The major benefit of using an established licence, such as CC-BY-4.0, is that data consumers can be confident in using the data in their research or products, with no risk of legal repercussions, assuming they honour the terms of the licence. Open data is at its most valuable when it ‘is legally secure, community curated, and avoids duplication of effort’. Applying CC-BY-4.0 to data in the energy sector achieves this aim.
Metadata can, and should be licenced separately to the underlying data to enable easier cataloguing of data, without the overhead of maintaining a list of attributions. The Creative Commons CC0 1.0 Universal (CC0 1.0) Public Domain Dedication is well suited to this purpose.
CC (Creative Commons) BY 4.0
CC BY 4.0 is the least restrictive Creative Commons licence available, and the preferred choice of the two options recommended in . The end user of the data is only required to attribute the original provider, dataset title, and licence. It is good practice, but not required to detail any changes made when adapting or modifying the dataset. When a data provider releases data under CC-BY-4.0, they still own their dataset, and are free to sell, or commercialise the dataset as they wish.

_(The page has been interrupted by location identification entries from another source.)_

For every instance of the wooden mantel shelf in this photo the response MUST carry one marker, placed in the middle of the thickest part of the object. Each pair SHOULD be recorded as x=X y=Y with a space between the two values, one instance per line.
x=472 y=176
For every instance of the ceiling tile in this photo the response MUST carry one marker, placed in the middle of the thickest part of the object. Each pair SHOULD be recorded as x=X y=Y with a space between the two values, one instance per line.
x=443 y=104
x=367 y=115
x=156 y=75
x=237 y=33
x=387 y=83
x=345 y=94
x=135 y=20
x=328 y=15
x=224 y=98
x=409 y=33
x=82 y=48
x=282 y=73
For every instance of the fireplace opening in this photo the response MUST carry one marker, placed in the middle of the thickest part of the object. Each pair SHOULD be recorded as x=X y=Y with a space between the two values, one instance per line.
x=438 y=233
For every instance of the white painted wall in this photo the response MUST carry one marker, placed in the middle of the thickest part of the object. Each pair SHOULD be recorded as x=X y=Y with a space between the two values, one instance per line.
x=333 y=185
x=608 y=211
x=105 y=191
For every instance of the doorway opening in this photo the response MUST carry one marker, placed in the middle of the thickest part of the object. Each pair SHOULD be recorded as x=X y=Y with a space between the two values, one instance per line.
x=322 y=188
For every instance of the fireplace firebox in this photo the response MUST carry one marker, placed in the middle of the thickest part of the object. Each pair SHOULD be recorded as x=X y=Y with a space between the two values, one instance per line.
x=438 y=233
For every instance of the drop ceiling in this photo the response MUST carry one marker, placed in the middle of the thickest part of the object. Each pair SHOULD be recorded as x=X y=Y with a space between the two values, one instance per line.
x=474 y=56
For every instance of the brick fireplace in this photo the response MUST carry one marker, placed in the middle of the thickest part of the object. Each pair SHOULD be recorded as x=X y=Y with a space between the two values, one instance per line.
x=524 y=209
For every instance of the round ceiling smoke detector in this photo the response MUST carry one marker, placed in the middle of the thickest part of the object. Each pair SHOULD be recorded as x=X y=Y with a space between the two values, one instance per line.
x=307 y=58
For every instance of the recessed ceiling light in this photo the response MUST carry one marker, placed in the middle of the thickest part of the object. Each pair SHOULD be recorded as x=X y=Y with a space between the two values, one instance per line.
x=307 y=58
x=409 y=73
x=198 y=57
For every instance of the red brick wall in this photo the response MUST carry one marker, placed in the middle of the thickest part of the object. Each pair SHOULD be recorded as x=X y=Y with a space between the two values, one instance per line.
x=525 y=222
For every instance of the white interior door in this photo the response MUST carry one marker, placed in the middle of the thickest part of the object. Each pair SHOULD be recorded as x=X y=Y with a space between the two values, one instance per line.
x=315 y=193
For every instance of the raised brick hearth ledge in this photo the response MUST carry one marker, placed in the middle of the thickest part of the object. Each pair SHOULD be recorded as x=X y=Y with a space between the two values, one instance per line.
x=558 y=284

Data licenced under CC BY 4.0 can therefore be used in a closed, commercial setting, and adaptations built upon it can be resold, or used privately, assuming the attribution requirement is still fulfilled. One specific line from the licence text, Section 3(a)(4), can cause confusion.
3(a)(4) If You Share Adapted Material You produce, the Adapter’s License You apply must not prevent recipients of the Adapted Material from complying with this Public License.
It can be read that any adapted material must also be licenced openly, but this is not the case. As long as the original work is attributed, a more restrictive licence can be applied to the specific modifications by the data user. What this line is restricting, is releasing your modifications under a public domain, or other licence that does not require attribution, as this would result in the requirement to attribute the original author being lost.
OGL (Open Government Licence) v 3.0
The OGL is a broadly similar licence to CC-BY-4.0, with even fewer restrictions than CC-BY-4.0. It still requires attribution to the original source, however, has fewer clarifications around database rights, warranties and liabilities, and attributions. OGL is designed to be used by public sector organisations releasing data, and therefore some of the wording is specific to the public sector and may not be appropriate for use by businesses, institutions, and individuals. In practice, this is unlikely to cause issues, however in order to maximise the number of potential data users, and maximise protections around warranty and liability, using CC-BY-4.0 would be preferable for the majority of private sector organisations.
Current and Future Impact
The success of IUK’s PFER (Prospering from the Energy Revolution) program, making use of data already made available through DBP, and ESC’s partnership with National Grid Electricity Distribution (NGED) (formerly Western Power Distribution) on a series of data science challenges highlight the breadth of possibilities opened up by openness
Open-source software and open data encourage collaboration and knowledge-sharing across communities, industries and individuals, allowing for more efficient and effective innovation. By openly sharing data and software tools, anyone can work together to develop new solutions and improve existing ones, leading to better informed problem solving, and ultimately more sustainable and cost-effective technology, systems, and policies.